These are the key concepts you need to understand to accurately answer the question.

Vertices
In a hyperbola, the vertices are critical points located at the ends of the transverse axis. For the hyperbola given by the equation \(9y^2 - x^2 = 1\), the identified form is \(\frac{y^2}{3^2} - \frac{x^2}{1^2} = 1\). This form indicates a vertical transverse axis.
  • The vertices are at a distance \(a\) from the center along this axis.
  • Since \(a = 3\), the vertices occur at \((0, 3)\) and \((0, -3)\).
These points are where the hyperbola intersects its transverse axis. They are useful when graphing, as they mark the boundaries where each branch of the hyperbola begins.
Asymptotes
Asymptotes are lines that guide the direction of the hyperbola's branches. Although the hyperbola approaches these lines, it never crosses them.
For a vertical hyperbola like \(9y^2 - x^2 = 1\), the asymptotes will intersect at the center of the hyperbola and form diagonals of an imaginary rectangle centered there.
  • The slopes of the asymptotes for a vertical hyperbola are given by \(\pm \frac{a}{b}\).
  • The calculation shows the asymptotes are given by \(y = \pm 3x\).
These asymptotes define the direction each branch of the hyperbola will follow when graphed.
Foci
Along with the vertices, the foci are important components of a hyperbola. They are points that lie along the transverse axis, providing a focal point from which the shape is mathematically defined.
  • For the hyperbola in question, the distance to the foci from the center is found using \(\sqrt{a^2 + b^2}\).
  • Substituting \(a^2 = 9\) and \(b^2 = 1\), the focus distance is \(\sqrt{10}\).

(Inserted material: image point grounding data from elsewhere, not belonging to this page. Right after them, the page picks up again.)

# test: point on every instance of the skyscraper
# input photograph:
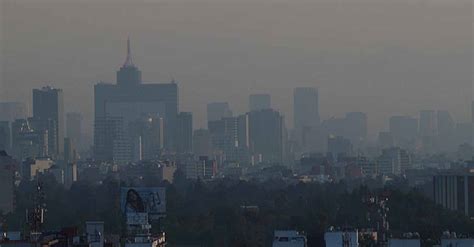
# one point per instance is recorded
(404, 130)
(428, 126)
(10, 111)
(446, 131)
(185, 132)
(305, 107)
(259, 102)
(128, 100)
(266, 133)
(5, 136)
(48, 114)
(218, 110)
(356, 128)
(74, 128)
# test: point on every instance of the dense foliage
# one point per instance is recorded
(210, 213)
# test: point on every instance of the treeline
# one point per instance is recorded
(210, 213)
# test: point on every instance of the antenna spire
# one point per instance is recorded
(128, 60)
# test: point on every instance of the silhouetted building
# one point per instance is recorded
(306, 122)
(385, 140)
(229, 138)
(10, 111)
(202, 145)
(185, 132)
(393, 161)
(127, 101)
(356, 128)
(48, 115)
(266, 136)
(428, 126)
(455, 191)
(259, 102)
(8, 166)
(446, 131)
(218, 110)
(28, 142)
(5, 136)
(146, 135)
(74, 128)
(339, 147)
(404, 131)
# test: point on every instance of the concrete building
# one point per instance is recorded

  • Thus, the foci for \(9y^2 - x^2 = 1\) are located at \((0, \sqrt{10})\) and \((0, -\sqrt{10})\).
The presence of the foci helps depict the hyperbola’s elongation, as they lie outside the vertices on the same line as the transverse axis.

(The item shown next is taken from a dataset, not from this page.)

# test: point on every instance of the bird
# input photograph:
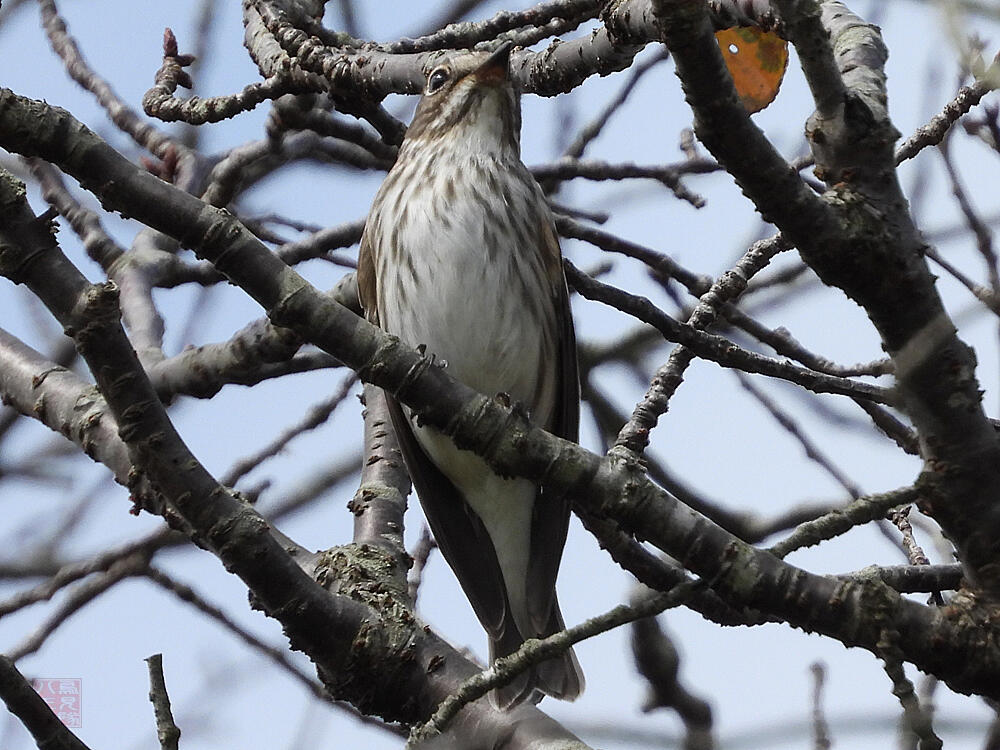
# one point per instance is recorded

Equations of the Asymptotes
The asymptotic lines of a hyperbola can be calculated from its equation and are essential for understanding its shape. These lines provide a framework for sketching the hyperbola’s curves accurately.
  • The equations of the asymptotes for \(9y^2 - x^2 = 1\), given the vertical form, use \(y = \pm \frac{a}{b}x\).

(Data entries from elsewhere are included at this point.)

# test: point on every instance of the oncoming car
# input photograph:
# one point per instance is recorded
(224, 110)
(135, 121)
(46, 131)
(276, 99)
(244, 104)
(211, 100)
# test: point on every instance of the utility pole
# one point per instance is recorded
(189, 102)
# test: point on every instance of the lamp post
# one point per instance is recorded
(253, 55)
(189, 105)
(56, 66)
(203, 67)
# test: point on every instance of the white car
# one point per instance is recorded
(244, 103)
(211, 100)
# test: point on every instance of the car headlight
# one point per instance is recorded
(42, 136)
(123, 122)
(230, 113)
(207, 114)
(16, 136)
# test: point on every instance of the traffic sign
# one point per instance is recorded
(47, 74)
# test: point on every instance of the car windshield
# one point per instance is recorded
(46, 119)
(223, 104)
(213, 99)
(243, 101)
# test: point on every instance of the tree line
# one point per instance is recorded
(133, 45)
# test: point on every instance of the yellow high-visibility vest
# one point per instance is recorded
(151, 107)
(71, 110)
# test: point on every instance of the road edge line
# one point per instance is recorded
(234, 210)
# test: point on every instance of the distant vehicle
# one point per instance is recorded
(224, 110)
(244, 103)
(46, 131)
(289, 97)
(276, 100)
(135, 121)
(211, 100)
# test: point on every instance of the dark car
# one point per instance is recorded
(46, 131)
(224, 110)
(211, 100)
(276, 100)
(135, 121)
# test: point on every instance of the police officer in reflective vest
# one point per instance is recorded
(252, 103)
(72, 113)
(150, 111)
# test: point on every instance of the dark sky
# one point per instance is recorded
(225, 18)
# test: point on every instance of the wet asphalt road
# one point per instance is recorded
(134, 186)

  • Here, \(\frac{a}{b} = \frac{3}{1}\), resulting in the equations \(y = 3x\) and \(y = -3x\).
These lines serve as guidelines that the branches of the hyperbola approach, aiding in defining its open-end orientation and providing a basis for sketching the hyperbola accurately.
Graphing a Hyperbola
When graphing a hyperbola, start by plotting its basic components: the center, vertices, and foci. These points anchor the diagram and help convey the hyperbola's overall shape.
  • Begin by marking the center, which for \(9y^2 - x^2 = 1\) is at (0, 0).
  • Plot the vertices at \((0, 3)\) and \((0, -3)\).
  • Next, place the foci at \((0, \sqrt{10})\) and \((0, -\sqrt{10})\).
With these points, draw the asymptotes as dashed lines using \(y = 3x\) and \(y = -3x\). These lines act as guides that the hyperbola branches approach but do not intersect. Finally, sketch the hyperbola’s curves, showing them approaching the asymptotes.
This process ensures the hyperbola is accurately represented on the coordinate plane.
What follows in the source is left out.